Petrus mengaku siap menempuh jalur hukum seperti yang dipilih warga Nonggu II yang melaporkan peristiwa perusakan jaringan pipa air milik mereka.
"Pemeriksaan Senin ini ada 6 orang yang dipanggil untuk memberikan klarifikasi di kepolisian, tapi kami para pemilik sawah berangkat semua untuk memantau proses pemberian keterangan di kepolisian,"ujar Petrus Jondo.
Stefanus Tue salah seorang warga dusun Nonggu II mengatakan air minum merupakan hajat hidup orang banyak.
Karenanya ia berharap pemerintah harus hadir menyelesaikan kasus air minum di dusun Nonggu II karena menyangkut hajat hidup orang banyak.

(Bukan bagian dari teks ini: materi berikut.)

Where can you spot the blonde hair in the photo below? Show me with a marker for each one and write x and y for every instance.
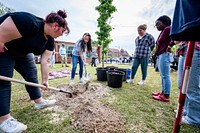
(143, 27)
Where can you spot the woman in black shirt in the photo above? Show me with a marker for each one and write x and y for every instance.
(21, 36)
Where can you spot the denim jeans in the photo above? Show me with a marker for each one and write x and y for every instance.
(27, 68)
(75, 61)
(192, 103)
(164, 68)
(144, 65)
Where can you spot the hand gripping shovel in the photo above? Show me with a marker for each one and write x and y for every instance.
(33, 84)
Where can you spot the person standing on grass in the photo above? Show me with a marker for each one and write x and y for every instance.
(163, 50)
(21, 35)
(63, 56)
(79, 55)
(94, 56)
(145, 42)
(191, 112)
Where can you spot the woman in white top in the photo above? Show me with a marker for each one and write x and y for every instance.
(78, 55)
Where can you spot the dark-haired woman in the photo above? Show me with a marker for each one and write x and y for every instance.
(79, 55)
(21, 36)
(163, 48)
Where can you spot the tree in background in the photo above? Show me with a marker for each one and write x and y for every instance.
(105, 10)
(4, 9)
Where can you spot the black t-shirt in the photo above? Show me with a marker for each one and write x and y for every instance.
(33, 40)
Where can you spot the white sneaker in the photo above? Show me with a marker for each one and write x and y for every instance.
(130, 81)
(44, 103)
(11, 125)
(81, 80)
(71, 82)
(141, 83)
(184, 120)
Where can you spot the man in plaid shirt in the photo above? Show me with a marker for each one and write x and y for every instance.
(145, 42)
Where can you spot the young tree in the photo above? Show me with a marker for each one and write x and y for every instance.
(105, 10)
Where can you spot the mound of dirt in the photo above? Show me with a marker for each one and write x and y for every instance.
(89, 114)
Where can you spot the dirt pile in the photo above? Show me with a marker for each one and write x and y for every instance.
(89, 114)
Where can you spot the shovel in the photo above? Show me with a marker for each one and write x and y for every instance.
(33, 84)
(86, 75)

Stefanus dan belasan warga dusun Nonggu II melayangkan laporan ke polsek Wae Lengga pada 25 Oktober kemarin setelah mengetahui adanya perusakan bak dan pipa air minum yang telah susah payah mereka bangun.
"Kami sengsara sekali selama bertahun-tahun selalu krisis air minum, jadi tolong pemerintah harus hadir memberi solusi,"pintanya.
Harapan akan adanya penyelesaian kasus yang adil juga diutarakan warga lain atas nama Adolfus Sarong.
Ia mengatakan kebutuhan air minum bagi warga Nonggu II sangat penting dan mendesak.
"Kami minta pemerintah adil menyelesaikan masalah ini, kami sangat sengsara, selama bertahun-tahun,"pintanya.